The state of cartography is strong thanks mostly to those who ask “how?” before anything else. It’s interesting to revisit a Denis Wood rant against academic cartography from 2003, Cartography is Dead (Thank God!), taking it to mean that cartography—sorry, mapmaking—has always been about the doing. If Wood was to be believed a decade ago, it’s all even more true today, as web mapping grows explosively under the leadership of technical people who may scarcely be aware that any other level of cartography even exists.

Cartographic technology.

On the other side, academic cartography still appears reluctant to embrace modern technical skill in education, saying something like “cartography isn’t about the tools” even though modern tools have thoroughly transformed the practice. I always attend cartographic education panels at conferences (NACIS and FOSS4G this year) and listen to educators discuss—to no avail, generally—their struggles with teaching concepts and not just button-pushing… or code. From the sound of it, the usual result is an awkward lecture/lab split in which students receive barely enough technical instruction to make a map, never mind actually realizing most of the concepts they learn in lecture.
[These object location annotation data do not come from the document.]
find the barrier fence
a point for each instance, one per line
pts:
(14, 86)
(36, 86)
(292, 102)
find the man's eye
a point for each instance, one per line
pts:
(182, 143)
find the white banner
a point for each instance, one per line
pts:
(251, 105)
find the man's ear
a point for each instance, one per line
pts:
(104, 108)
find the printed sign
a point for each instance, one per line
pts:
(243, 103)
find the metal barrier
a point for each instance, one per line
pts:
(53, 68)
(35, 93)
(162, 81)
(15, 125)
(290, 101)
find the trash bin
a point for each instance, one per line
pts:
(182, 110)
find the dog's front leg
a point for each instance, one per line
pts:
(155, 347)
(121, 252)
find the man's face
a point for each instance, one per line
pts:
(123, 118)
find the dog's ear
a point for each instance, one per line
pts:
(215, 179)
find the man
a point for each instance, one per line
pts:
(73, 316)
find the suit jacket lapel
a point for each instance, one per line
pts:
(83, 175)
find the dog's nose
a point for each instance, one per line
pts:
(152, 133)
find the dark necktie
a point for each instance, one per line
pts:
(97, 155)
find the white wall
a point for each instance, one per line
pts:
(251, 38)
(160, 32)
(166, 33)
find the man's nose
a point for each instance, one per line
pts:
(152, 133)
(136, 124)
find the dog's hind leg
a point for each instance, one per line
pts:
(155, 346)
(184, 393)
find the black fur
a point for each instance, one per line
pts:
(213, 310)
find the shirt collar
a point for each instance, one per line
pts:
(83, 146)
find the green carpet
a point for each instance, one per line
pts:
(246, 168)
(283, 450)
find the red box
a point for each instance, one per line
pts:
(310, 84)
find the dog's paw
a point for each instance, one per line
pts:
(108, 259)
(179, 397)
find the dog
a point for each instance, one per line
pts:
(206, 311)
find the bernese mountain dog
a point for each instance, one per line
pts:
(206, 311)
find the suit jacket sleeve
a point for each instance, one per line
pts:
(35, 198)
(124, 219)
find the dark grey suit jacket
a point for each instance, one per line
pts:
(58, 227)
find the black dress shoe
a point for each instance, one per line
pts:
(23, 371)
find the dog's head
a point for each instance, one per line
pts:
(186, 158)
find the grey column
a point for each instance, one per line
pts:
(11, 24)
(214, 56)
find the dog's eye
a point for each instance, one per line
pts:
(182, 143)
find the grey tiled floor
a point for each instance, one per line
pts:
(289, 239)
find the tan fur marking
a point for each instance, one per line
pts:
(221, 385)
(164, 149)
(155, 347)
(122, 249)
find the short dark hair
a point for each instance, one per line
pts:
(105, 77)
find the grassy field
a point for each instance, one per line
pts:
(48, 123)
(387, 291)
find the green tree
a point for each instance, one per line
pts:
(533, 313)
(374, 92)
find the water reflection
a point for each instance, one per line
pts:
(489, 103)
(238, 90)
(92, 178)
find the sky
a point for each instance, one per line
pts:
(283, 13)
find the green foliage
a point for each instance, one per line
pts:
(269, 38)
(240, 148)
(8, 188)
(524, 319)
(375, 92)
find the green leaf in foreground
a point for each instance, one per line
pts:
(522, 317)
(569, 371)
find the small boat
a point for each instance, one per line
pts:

I’m not close enough to academia these days to say much more about it. Suffice it to say that how is the hardest part of mapping, and is a vital part of cartographic education. It’s not enough to know what a good map is; it’s necessary to know how to make it. A failure to grasp lecture material might keep one from being a stellar cartographer, but a failure to grasp lab material will keep one from being a cartographer at all. Don’t push aside technical skill for fear of neglecting theory and design concepts. Participation, not pedantry, is the means for formally educated cartographers to affect the current technology-driven cartographic progress. Make room in a curriculum to teach the technology right. When it’s done well, technical skills are extensible, not just an exercise in button-pushing.

Continue to ask “how?”. Learn the technical skills, or teach them if you are an educator. Don’t seek perfection in design until you actually know how to build it. But don’t ever be intimidated; remember that learning how to make even the simplest map, just a pushpin on your house, is an amazing accomplishment. From there, you can go anywhere.